A recent study by Forrester Research shows that 92 percent of infosec leaders at companies with 1,000 or more employees have internet of things (IoT) security policies in place. The same data set, however, elicits a split on whether they have implemented the security technologies needed to support those policies. Some 47 percent believe their security tools are sufficient, while 34 percent say their IoT security tools are insufficient. Another 10 percent do not have any tools in place.
Forrester’s data comes from two online surveys conducted by Research Now in March and May 2017 in Australia, Brazil, Canada, China, France, Germany, India, New Zealand, the UK and the United States. Each had more than 3,000 respondents.
That 92 percent of the companies surveyed have security policies in place may not be quite as positive as it sounds. “There is a difference between having security policies in place and having effective, relevant policies in place,” said Merritt Maxim, principal analyst, security and risk, at Forrester. “As an example, a company may have a policy that all IoT devices must authenticate to the network, but it does not specify the authentication modality, allowing users to select weak passwords. Also, policies must be continually assessed and updated as needed to adapt to the changing threat landscape.”
For that matter, how do the companies that claim to be sufficiently prepared to deal with IoT threats be sure their IoT security postures are up to snuff when many threats are still evolving and may come from a wide range of vectors?
IOT Security Spending
The survey also finds that half of the respondents expect to increase IoT security spending in 2018, with only 18 percent expecting a greater than 10 percent spending increase. Maxim cautions that tracking spending on IoT security “is tricky because money that is spent on other areas such as network security and application security could include areas that cover IoT use cases. So spending is on the rise, but the exact increases may be difficult to calculate.”
One thing is certain: Enterprises around the globe see many opportunities in IoT as a technology for delivering better customer experiences, new business services and revenue. Increasingly, successful outcomes will depend on security teams to fully understand the multiple ways that IoT is vulnerable, to ensure that they have the tools to monitor and protect against threats, and for CEOs and others to recognize the danger and allocate IoT security funding.
“The IoT security problem will never be fully solved,” said Maxim. “It will likely get worse in the short term before it gets better.
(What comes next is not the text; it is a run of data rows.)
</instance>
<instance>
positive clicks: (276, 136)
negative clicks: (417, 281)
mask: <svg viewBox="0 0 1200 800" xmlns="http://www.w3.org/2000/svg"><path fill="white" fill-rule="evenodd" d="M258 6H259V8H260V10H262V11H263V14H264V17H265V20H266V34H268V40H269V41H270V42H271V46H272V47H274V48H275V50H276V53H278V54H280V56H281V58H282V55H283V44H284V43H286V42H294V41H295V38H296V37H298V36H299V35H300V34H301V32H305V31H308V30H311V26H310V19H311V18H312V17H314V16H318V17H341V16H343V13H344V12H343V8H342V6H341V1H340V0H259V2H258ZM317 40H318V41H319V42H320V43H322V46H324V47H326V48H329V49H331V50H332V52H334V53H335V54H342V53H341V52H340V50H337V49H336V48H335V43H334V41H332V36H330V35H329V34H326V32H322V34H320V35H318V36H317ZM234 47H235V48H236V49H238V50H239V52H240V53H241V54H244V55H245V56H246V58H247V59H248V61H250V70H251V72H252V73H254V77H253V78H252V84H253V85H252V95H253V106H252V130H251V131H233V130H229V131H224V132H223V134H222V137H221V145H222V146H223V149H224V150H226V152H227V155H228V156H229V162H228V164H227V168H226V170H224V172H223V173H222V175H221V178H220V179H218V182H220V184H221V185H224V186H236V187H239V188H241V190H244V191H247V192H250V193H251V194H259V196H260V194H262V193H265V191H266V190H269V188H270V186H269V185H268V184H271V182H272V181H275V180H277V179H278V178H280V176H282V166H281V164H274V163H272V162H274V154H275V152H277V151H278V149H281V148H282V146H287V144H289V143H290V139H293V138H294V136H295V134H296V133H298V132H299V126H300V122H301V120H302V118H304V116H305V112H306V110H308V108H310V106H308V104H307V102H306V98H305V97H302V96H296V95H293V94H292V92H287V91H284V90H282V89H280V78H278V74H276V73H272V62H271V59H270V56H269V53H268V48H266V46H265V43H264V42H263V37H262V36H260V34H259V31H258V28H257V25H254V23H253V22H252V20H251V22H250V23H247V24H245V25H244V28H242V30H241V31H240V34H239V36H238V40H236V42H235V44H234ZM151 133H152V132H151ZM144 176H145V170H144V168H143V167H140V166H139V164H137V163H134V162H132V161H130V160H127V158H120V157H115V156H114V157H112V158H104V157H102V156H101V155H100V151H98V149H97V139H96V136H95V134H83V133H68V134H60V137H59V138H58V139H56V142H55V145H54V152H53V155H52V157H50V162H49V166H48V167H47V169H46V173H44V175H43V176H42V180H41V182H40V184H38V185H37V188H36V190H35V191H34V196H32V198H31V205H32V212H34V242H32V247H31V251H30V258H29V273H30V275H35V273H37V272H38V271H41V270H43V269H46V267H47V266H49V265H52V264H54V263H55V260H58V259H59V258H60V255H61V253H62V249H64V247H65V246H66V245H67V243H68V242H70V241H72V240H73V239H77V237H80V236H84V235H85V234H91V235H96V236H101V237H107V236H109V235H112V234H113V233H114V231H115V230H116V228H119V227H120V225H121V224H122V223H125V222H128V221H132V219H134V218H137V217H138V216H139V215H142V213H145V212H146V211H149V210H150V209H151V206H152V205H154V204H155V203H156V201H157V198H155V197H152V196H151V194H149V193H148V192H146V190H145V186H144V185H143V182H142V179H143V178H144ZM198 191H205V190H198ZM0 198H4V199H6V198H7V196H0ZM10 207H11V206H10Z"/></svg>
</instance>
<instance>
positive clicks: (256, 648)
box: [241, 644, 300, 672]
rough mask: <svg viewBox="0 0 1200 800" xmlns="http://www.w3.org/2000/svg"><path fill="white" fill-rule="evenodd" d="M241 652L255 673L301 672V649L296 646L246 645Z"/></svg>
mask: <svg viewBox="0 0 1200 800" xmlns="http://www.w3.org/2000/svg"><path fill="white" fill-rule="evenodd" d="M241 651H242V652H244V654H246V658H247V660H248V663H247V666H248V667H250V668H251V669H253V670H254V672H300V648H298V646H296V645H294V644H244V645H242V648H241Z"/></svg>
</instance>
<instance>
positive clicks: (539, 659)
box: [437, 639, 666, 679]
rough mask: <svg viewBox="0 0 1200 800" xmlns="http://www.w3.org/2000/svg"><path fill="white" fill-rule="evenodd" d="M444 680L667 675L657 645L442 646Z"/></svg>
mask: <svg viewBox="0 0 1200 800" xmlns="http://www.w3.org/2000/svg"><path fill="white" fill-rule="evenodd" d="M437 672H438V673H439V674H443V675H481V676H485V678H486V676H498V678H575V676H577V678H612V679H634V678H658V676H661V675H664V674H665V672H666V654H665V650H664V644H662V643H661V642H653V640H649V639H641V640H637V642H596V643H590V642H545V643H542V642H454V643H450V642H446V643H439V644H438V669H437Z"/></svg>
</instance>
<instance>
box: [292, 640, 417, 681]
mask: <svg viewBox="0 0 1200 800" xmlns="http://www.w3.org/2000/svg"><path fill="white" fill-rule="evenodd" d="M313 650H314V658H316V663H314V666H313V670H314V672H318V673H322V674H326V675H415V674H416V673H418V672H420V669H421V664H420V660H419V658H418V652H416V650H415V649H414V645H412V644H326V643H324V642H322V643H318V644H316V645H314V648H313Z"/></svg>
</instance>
We will see more IoT attacks of varied sophistication from device-specific malware to data breaches, leveraging [a wide range of] security vulnerabilities.”
Ultimately, in terms of the IoT security postures of enterprises worldwide, whether the glass is half empty or half full may be less important than whether it is actively filling with a purpose. If your company has IoT deployments and you’re not vigorously pursuing better IoT security (no matter how good you think your security is today), you’re running a risk.
Keys to IoT Security Preparedness
• Infosec professionals should be prepared threats from a wide range of vectors. To combat that, you need to start with a strategy specific to IoT security. Forrester recommends conducting risk assessments, simulating IoT-specific breaches and building playbooks that prepare the organization to respond effectively balanced with maintaining a positive customer experience.
• Data privacy requirements, such as the EU’s GDPR (General Data Protection Regulation), are going to become juggernauts for IoT. Most IoT deployments generate huge volumes of data that require privacy protection. Most companies are not fully prepared to be able to share this data with partners while still preserving data privacy/security.
• IoT has a lot of upsides, but you have to pay the piper on security. Investment is needed in a number of areas in your tech stack. Forrester names several IoT capabilities that may require funding, including IoT API, IoT authentication, IoT device hardening, IoT encryption, IoT network security, IoT network segmentation, IoT PKI, IoT security analytics and IoT threat detection.